Ratings21
Average rating3.5
Yet another pop science book where economists try to convince you that they came up with a basic concept. This time: statistical variation.
Probably not for everyone — a bit too wordy even for me — but important reading regardless for those interested in justice and fairness. Noise hurts us disproportionately, and thus hurts us all. We all need to develop awareness, although not necessarily four hundred pages' worth. This is more a book for policy makers and shapers than for us in the trenches.
I liked the breakdown of noise into categories: level noise (two different immigration judges, one approves 88% of cases, one approves 5%); pattern noise (close to, but not quite, bias); and occasion noise (judges issuing sterner sentences before lunch than after, or if the weather is crappy). I liked the attempts to differentiate noise from bias. I liked the suggestions for evaluating noise and for minimizing it. (I did not care for their using a smooth Gaussian in some examples, but can grudgingly understand why they did so).
“Organizations all over the world see bias as a villain. They are right. They do not see Noise that way. They should. In many areas, the current level of Noise is far too high. It is imposing high costs and producing terrible unfairness. What we have catalogued here is the tip of the iceberg. Laws should do much more to reduce those costs and combat that unfairness.”
Cognitive psychology is a major field of interest to me. If you don't know Daniel Kahneman, he is an absolute titan in the psychology field, after having written Thinking Fast and Slow, a book that has been referenced across and influenced many different fields. This was his follow up book, along with two co-authors: Oliver Sibony and Cass Sunstein.
This book examines the phenomenon of Noise and how it affects our judgment. Sources of noise are essentially anything that can impact a person's judgment- lack of sleep, stomach pain, a breakup, or miniscule things you may not even be aware of like being nutrient deficiency. Noise can even be the simple fact that we may treat people who subtly remind us of a sibling in a manner that's different than we would otherwise. Noise impacts the way we make decisions, but it also causes us to be inconsistent in the way we make decisions. The book focuses a fair amount on judges, as they are commonly studied in cases like this, and judges will frequently hand out different sentences across time that are inconsistent with themselves and each other.

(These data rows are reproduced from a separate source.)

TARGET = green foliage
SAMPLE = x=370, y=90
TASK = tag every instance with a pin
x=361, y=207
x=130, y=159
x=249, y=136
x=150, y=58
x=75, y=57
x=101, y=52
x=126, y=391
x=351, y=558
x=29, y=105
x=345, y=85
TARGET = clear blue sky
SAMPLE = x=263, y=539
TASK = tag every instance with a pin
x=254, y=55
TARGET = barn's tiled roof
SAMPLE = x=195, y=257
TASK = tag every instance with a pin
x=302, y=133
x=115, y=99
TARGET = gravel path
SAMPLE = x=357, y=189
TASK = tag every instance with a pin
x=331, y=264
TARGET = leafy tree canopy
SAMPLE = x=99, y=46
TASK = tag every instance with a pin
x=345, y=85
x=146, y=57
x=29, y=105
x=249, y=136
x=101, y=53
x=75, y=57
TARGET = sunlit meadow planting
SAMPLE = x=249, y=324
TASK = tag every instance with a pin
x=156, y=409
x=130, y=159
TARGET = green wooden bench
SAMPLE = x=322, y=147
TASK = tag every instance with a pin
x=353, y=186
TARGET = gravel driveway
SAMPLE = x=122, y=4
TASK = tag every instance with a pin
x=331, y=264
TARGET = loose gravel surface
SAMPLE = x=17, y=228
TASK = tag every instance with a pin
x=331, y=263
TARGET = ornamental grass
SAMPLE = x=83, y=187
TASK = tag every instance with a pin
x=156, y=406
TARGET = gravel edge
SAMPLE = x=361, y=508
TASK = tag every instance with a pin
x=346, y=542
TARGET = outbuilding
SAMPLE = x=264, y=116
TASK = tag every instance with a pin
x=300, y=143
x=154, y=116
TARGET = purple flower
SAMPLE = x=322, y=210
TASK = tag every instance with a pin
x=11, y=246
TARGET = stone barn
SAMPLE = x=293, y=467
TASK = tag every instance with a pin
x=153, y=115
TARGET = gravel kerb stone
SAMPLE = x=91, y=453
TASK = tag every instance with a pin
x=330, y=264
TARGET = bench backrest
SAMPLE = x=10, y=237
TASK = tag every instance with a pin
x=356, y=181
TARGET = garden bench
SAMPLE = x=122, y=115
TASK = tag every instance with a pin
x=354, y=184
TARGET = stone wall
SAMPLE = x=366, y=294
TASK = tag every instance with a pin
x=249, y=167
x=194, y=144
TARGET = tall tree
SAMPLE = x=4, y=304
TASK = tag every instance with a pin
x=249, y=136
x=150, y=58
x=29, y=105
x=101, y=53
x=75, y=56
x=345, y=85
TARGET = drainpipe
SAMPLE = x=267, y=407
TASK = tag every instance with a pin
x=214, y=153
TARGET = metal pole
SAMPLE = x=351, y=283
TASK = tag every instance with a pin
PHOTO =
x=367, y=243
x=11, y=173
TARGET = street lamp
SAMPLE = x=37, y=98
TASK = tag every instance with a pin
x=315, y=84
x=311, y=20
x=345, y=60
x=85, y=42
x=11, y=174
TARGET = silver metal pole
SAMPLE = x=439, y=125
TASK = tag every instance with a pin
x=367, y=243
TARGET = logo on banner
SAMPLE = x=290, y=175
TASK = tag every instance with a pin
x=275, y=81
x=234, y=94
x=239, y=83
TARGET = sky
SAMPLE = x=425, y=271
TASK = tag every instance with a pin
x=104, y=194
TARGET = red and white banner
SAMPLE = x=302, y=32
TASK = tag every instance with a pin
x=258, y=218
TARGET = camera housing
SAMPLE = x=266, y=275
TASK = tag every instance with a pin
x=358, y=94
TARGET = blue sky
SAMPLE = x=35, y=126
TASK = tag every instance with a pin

Noise also delves into the wisdom of crowds effect, where the aggregate judgment of a group is most likely to be nearly correct, but that individual judgments are usually more wrong. There's lots of little tidbits like this, and the science is far from settled.
The goal we should strive for in society is a reduction of noise. Police, lawyers, politicians, judges, doctors, and many more are all making judgment calls that are rife with noise and ideally, we should be finding ways to limit this.
This was hard to rate as a lot of the info was not new to me, but was presented in new ways. The book is not dense and does a really good job for people new to the subject!
8/10
Wherever there is judgement, there must be noise.
Judgments are human measurements. We predict if a tumor is benign or not, we decide how long the appropriate prison sentence for a certain crime should be, we choose who the best hire for an open position is. And we want these processes to be consistent and fair. We want the sense of security of receiving the same prognosis from different doctors, we want a crime to receive a similar sentence even if judged by different judges, we want the confirmation that the best candidate always receives the job.
But, obviously, this is not the case. Human judgements are clouded by biases and noise. Biases are easier to pick out, easier to attack, easier to take as the scapegoat. But Kahneman & Co show that noise is equally to blame for large variabilities in human judgement.
System noise ... noise observed in organizations that employ interchangeable professionals to make decisions
Level noise ... when some judges are harsher and others are milder, due to the ambiguity of the judgement scale.
Pattern noise ... variability due to each judge's individual opinions and experiences.
Occasion noise ... if the same person judges different based on time of day, mood, or external influence.
Important to note that this book deals with noise in systems where there should be no noise. There are many other domains of judgements where diversity in opinions is welcome.
Interesting topic, going too much into detail for me though. I would have preferred for it to be a bit more concise. But it's probably eye-opening for someone who deals with reproducible human judgement every day.